Sparse Goodness: How Selective Measurement Transforms Forward-Forward Learning
A new 'top-k goodness' function improves Fashion-MNIST accuracy by 22.6 points, challenging backpropagation's dominance.
Researchers Kamer Ali Yuksel and Hassan Sawaf have published a paper titled 'Sparse Goodness: How Selective Measurement Transforms Forward-Forward Learning,' presenting a breakthrough for the Forward-Forward (FF) algorithm. The FF algorithm is a promising, biologically plausible alternative to the ubiquitous backpropagation method, training neural networks layer-by-layer using a local 'goodness' function. The researchers systematically explored the design of this function, moving beyond the standard sum-of-squares approach. Their key innovation is introducing sparsity: their 'top-k goodness' function evaluates only the k most active neurons in a layer, which alone boosted accuracy on the Fashion-MNIST dataset by 22.6 percentage points.
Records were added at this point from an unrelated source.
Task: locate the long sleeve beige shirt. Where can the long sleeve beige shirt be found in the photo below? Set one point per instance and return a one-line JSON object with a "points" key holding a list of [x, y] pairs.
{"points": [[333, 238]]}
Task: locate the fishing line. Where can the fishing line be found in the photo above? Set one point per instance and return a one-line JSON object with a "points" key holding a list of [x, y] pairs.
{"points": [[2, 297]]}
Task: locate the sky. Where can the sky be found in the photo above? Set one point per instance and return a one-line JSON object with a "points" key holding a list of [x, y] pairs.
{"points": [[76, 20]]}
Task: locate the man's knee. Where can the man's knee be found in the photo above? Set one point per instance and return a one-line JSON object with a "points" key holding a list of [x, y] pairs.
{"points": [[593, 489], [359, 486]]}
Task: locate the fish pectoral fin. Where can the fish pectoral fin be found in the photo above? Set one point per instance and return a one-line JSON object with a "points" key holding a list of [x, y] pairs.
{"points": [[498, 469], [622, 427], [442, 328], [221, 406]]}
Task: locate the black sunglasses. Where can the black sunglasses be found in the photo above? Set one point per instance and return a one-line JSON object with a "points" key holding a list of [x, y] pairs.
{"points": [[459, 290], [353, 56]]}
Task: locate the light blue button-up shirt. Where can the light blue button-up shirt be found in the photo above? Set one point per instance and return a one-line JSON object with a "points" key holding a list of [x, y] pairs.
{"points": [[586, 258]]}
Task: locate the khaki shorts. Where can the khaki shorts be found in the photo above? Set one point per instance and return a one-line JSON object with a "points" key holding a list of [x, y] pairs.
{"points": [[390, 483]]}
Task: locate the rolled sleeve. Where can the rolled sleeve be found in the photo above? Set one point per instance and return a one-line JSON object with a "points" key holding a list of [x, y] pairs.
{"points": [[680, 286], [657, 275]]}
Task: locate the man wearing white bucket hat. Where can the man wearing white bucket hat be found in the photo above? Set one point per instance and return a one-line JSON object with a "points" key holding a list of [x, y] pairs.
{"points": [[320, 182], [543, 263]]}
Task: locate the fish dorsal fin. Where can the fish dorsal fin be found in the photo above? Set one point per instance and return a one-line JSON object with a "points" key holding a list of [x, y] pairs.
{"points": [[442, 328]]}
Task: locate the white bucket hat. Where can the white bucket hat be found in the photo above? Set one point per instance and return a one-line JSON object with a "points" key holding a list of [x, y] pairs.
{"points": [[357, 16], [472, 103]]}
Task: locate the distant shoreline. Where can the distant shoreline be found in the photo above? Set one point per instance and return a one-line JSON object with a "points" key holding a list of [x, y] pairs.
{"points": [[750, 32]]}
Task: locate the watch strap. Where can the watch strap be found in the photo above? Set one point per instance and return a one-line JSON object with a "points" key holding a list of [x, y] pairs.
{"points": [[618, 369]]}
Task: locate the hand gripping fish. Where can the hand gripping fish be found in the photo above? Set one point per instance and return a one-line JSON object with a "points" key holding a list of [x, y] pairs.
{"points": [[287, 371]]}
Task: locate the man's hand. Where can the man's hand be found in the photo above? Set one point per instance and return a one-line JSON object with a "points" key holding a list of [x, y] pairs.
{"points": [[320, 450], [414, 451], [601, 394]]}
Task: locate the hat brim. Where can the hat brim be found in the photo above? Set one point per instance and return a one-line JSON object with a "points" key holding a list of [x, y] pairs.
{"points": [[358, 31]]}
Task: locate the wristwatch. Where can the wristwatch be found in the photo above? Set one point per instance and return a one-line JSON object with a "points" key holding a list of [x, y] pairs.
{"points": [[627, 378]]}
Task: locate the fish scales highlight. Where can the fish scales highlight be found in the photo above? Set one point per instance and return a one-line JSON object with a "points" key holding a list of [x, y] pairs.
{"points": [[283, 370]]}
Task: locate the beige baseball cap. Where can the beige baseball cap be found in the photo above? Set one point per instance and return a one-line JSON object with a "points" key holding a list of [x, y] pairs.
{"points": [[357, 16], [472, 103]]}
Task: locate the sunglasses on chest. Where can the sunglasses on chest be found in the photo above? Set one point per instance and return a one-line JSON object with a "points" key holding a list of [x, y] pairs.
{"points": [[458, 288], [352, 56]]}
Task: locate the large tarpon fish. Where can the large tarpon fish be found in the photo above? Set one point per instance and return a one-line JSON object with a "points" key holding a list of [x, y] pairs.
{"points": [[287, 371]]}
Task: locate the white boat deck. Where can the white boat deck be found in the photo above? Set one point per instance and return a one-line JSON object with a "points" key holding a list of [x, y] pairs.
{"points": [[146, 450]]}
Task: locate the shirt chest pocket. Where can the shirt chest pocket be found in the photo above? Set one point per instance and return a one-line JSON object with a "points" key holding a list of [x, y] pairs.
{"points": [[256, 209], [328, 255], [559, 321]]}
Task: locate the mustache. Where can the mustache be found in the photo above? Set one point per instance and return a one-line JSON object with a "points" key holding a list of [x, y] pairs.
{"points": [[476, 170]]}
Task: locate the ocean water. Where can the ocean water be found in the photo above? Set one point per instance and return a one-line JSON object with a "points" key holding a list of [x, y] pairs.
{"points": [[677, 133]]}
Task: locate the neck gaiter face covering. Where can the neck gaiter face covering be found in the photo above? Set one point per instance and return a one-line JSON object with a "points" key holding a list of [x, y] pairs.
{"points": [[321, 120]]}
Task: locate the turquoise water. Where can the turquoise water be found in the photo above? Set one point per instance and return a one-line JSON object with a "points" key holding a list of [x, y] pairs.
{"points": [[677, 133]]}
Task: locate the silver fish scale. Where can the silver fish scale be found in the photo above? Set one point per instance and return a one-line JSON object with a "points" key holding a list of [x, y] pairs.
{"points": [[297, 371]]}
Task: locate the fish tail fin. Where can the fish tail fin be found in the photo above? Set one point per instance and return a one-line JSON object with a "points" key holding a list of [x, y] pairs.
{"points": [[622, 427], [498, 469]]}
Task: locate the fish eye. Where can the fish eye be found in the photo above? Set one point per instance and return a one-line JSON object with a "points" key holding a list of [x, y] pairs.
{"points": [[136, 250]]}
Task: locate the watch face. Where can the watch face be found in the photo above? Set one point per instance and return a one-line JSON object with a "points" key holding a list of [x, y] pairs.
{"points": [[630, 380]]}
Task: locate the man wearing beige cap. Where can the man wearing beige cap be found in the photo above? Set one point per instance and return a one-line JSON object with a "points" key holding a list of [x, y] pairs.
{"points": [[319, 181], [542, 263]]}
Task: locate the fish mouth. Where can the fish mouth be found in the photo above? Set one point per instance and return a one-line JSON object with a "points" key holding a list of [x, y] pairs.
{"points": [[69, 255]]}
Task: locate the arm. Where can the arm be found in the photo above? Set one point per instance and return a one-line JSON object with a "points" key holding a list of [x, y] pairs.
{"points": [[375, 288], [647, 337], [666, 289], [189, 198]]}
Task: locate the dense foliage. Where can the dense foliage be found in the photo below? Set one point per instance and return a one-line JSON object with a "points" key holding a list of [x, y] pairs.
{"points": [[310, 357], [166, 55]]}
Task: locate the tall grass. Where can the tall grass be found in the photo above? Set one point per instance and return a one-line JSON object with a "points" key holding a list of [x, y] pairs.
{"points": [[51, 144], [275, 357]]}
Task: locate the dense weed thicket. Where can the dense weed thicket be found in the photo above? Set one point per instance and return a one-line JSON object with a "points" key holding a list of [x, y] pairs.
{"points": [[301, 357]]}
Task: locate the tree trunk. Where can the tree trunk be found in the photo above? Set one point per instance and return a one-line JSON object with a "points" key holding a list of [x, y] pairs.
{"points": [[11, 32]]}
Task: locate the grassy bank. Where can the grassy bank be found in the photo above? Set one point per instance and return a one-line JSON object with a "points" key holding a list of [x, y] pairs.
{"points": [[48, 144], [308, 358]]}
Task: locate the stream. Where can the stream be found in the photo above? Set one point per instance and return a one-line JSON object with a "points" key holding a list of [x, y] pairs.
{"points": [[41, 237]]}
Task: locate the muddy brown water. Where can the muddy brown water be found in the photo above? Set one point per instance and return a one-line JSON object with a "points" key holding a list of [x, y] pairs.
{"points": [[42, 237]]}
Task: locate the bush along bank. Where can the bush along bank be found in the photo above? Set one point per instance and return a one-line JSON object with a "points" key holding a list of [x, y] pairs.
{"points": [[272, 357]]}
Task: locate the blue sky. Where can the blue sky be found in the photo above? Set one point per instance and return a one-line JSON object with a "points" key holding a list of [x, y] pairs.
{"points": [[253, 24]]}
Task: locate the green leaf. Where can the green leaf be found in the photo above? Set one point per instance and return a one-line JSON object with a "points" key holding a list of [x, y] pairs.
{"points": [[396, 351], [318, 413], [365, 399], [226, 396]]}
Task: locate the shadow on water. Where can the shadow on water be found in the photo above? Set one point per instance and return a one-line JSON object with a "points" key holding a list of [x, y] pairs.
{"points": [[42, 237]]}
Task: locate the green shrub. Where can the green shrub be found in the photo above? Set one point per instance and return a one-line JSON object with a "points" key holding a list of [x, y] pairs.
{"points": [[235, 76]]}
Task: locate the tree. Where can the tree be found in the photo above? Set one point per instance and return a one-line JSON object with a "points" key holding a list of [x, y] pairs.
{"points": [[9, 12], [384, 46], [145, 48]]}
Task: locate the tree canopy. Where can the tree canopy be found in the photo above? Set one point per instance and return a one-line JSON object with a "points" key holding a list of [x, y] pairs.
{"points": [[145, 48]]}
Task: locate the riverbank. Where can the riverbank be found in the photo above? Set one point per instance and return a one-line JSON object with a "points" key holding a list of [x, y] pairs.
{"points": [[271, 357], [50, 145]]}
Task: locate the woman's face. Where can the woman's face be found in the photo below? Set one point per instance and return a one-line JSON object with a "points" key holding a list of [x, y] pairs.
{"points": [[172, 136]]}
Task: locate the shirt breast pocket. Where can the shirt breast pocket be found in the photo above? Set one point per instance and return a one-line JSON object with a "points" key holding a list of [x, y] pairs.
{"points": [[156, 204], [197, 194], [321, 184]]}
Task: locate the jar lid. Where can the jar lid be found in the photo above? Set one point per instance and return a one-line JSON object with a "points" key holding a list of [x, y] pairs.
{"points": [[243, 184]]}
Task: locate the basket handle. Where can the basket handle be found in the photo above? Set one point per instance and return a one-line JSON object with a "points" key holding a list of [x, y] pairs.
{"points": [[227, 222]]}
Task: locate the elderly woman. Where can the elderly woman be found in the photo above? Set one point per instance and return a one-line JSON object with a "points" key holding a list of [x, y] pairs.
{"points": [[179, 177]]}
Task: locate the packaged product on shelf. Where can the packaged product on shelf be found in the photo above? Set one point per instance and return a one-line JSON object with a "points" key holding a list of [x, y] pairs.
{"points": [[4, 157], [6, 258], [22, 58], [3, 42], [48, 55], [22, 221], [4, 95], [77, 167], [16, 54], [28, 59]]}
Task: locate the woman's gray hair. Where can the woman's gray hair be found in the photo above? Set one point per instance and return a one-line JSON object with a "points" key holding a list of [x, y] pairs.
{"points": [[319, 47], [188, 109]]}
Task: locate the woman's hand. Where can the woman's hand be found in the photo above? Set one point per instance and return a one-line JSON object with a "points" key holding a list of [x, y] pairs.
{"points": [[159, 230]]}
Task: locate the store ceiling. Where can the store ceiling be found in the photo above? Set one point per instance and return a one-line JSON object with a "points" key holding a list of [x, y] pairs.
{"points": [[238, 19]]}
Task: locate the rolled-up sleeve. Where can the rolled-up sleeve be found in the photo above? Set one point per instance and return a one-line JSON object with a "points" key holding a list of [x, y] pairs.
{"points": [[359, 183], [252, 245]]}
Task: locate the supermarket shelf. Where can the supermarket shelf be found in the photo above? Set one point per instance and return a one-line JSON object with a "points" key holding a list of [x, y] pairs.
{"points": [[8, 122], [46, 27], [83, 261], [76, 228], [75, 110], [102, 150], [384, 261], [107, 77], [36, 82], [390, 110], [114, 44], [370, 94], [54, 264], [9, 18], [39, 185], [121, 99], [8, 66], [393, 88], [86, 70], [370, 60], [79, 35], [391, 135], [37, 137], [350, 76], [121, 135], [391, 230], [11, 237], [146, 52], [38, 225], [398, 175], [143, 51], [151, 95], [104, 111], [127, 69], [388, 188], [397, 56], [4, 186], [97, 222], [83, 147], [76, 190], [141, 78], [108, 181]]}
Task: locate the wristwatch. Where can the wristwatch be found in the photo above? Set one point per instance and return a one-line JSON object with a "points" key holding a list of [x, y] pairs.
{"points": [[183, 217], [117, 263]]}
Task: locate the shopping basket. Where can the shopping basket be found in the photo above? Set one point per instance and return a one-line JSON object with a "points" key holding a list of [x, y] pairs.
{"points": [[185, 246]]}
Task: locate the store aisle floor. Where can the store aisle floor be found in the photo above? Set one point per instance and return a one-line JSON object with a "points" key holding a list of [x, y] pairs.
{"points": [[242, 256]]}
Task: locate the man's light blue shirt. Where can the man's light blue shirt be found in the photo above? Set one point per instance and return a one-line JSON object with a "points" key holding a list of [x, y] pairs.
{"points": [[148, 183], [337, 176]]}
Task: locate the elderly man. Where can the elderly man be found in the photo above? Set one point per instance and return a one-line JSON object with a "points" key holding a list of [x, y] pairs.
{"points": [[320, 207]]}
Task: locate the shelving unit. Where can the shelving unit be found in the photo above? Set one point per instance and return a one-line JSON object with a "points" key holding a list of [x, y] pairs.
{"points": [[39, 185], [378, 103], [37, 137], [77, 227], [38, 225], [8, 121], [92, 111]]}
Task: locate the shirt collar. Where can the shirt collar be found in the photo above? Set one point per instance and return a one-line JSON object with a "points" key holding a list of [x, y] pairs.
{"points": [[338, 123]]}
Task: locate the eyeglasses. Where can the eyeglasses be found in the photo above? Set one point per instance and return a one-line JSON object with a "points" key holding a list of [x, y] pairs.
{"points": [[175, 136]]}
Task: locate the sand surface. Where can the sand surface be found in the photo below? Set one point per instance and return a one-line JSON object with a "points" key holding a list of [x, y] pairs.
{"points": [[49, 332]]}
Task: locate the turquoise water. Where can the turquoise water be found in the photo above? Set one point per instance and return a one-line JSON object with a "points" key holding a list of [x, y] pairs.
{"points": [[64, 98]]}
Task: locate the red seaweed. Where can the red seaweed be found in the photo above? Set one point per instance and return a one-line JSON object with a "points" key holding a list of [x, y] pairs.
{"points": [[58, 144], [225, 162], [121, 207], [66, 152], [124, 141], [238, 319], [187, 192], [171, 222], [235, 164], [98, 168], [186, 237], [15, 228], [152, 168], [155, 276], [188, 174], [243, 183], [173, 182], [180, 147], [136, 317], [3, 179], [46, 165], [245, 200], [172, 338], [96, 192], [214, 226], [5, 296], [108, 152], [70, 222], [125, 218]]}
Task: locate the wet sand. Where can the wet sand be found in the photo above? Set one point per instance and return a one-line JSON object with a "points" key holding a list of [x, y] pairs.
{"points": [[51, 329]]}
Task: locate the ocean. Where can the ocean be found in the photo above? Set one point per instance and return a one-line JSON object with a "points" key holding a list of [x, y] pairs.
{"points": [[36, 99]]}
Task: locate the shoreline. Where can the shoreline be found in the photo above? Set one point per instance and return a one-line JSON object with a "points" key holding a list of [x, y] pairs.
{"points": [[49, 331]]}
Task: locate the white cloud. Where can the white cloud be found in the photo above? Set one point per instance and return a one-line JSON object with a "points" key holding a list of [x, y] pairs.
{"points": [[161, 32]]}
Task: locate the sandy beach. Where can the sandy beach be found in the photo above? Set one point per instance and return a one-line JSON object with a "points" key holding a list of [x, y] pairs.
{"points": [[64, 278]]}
They further refined this with 'entmax-weighted energy,' a learnable sparse weighting system, and a separate technique called FFCL for injecting class information at every layer. The combined approach achieved 87.1% accuracy on Fashion-MNIST with a specific network architecture, representing a massive 30.7 percentage point improvement over the original FF baseline. After testing 11 different goodness functions across multiple architectures, the team identified a consistent principle: adaptive sparsity—focusing on the most informative neurons—is the most critical design choice for making FF networks competitive. This work provides a clear, scalable path to improve a major alternative to backpropagation, potentially unlocking more efficient and brain-like learning in AI systems.
- Introduced 'top-k goodness' for Forward-Forward networks, improving Fashion-MNIST accuracy by 22.6 percentage points over the sum-of-squares baseline.
- Combined with a new label injection method (FFCL), achieved a final accuracy of 87.1%, a 30.7-point total improvement.
- Identified adaptive sparsity (using alpha ≈ 1.5 in entmax) as the key design principle, outperforming both fully dense and fully sparse aggregation methods.
Why It Matters
Provides a major performance leap for a biologically plausible AI training method, challenging the dominance of backpropagation for future efficient systems.